The Fire Mitigation Project is an initiative by APS to help reduce the likelihood of fire caused by electrical equipment.

This project involves deployment of new fuses to minimize discharge, devices that communicate when power is interrupted and a software program that helps determine ground faults. In addition, Forestry & Special Programs began a pilot project in 2015 to create defensible space around equipment poles (DSAP). The goal is to remove combustible material within a 10-foot radius around the pole. In 2016, the group completed work on 11,300 poles and will add 7,700 poles to this pilot program in 2017.

Tree Replacement Program

It is sometimes necessary to remove tall trees growing under or near power lines. In many circumstances, APS provides customers with low-growing replacement trees. In addition, APS educates and encourages communities to plant based on the APS “Right Tree, Right Place” brochure. The brochure is a homeowner’s guide to choosing and planting trees for a lifetime of beauty, safety and energy efficiency. Through this tree replacement program, APS supports the local plant nursery industry.

Arbor Day Celebrations

Forestry & Special Programs Department collaborates with the Arizona State Forestry Department in support of Arbor Day.

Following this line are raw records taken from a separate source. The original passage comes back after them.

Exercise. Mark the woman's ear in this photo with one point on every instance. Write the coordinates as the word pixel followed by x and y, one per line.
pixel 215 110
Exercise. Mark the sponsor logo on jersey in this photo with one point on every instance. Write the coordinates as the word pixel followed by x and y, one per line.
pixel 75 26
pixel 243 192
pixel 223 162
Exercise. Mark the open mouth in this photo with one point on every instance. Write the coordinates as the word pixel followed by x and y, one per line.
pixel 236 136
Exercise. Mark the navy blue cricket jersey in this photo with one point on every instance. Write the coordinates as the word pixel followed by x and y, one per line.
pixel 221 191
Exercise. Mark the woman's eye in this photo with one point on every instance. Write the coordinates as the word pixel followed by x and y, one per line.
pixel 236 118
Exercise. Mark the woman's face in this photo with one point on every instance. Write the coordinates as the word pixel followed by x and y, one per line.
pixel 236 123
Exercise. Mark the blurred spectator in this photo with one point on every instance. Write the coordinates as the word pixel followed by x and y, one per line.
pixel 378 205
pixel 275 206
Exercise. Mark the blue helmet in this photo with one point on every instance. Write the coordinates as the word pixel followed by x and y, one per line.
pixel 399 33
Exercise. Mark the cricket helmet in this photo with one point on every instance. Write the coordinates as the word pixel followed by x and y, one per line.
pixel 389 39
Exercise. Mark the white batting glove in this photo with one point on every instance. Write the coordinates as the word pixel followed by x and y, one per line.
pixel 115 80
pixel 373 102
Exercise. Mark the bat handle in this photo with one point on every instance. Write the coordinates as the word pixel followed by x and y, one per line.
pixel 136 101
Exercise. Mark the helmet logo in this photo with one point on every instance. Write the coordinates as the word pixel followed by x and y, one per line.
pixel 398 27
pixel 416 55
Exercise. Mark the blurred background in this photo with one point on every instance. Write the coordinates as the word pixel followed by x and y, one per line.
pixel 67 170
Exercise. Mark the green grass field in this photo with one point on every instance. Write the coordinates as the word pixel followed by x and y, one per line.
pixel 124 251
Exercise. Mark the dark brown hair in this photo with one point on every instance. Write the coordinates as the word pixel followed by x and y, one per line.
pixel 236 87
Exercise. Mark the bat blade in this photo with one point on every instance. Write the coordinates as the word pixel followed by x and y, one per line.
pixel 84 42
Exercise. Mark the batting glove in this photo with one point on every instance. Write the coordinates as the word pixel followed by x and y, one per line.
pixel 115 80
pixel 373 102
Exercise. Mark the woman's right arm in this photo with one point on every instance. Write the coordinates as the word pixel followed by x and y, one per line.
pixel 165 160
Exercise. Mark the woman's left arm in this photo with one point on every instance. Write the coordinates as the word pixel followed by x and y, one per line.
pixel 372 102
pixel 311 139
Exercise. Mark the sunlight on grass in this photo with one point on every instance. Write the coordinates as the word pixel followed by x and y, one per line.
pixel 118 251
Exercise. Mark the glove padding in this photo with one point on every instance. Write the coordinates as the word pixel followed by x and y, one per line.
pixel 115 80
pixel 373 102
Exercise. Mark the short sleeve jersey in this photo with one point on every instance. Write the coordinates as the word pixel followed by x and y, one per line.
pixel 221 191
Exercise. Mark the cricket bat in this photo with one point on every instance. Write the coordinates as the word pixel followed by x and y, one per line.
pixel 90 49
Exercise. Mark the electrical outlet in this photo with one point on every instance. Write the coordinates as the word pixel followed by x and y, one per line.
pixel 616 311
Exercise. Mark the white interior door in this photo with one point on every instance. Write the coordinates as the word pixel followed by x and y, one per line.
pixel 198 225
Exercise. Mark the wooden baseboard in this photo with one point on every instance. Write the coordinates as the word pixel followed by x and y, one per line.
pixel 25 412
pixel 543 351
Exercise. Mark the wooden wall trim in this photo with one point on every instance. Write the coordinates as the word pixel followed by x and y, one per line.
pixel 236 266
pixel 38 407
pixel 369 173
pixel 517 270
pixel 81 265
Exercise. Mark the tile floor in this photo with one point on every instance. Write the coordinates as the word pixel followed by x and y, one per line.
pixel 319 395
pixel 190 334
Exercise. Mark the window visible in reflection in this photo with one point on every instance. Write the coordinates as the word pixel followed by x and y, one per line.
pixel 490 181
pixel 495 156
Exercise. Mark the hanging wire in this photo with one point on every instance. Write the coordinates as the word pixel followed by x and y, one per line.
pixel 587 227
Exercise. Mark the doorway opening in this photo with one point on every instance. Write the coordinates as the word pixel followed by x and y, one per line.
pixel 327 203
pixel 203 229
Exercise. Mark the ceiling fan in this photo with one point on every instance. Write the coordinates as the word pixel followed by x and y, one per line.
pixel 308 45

Annually, APS hosts Arbor Day celebrations statewide at several local schools and municipal parks. These events involve an educational component about the importance of trees in the environment followed by a tree-planting ceremony on the school or park grounds. The Forestry & Special Programs Department divisions organize and participate in Arbor Day celebrations with communities and institutions within their respective service territories. APS has been a proud recipient of the Tree Line USA Award for the past 21 years in recognition of best practices in public and private utility arboriculture, demonstrating how trees and utilities can co-exist for the benefit of communities and citizens.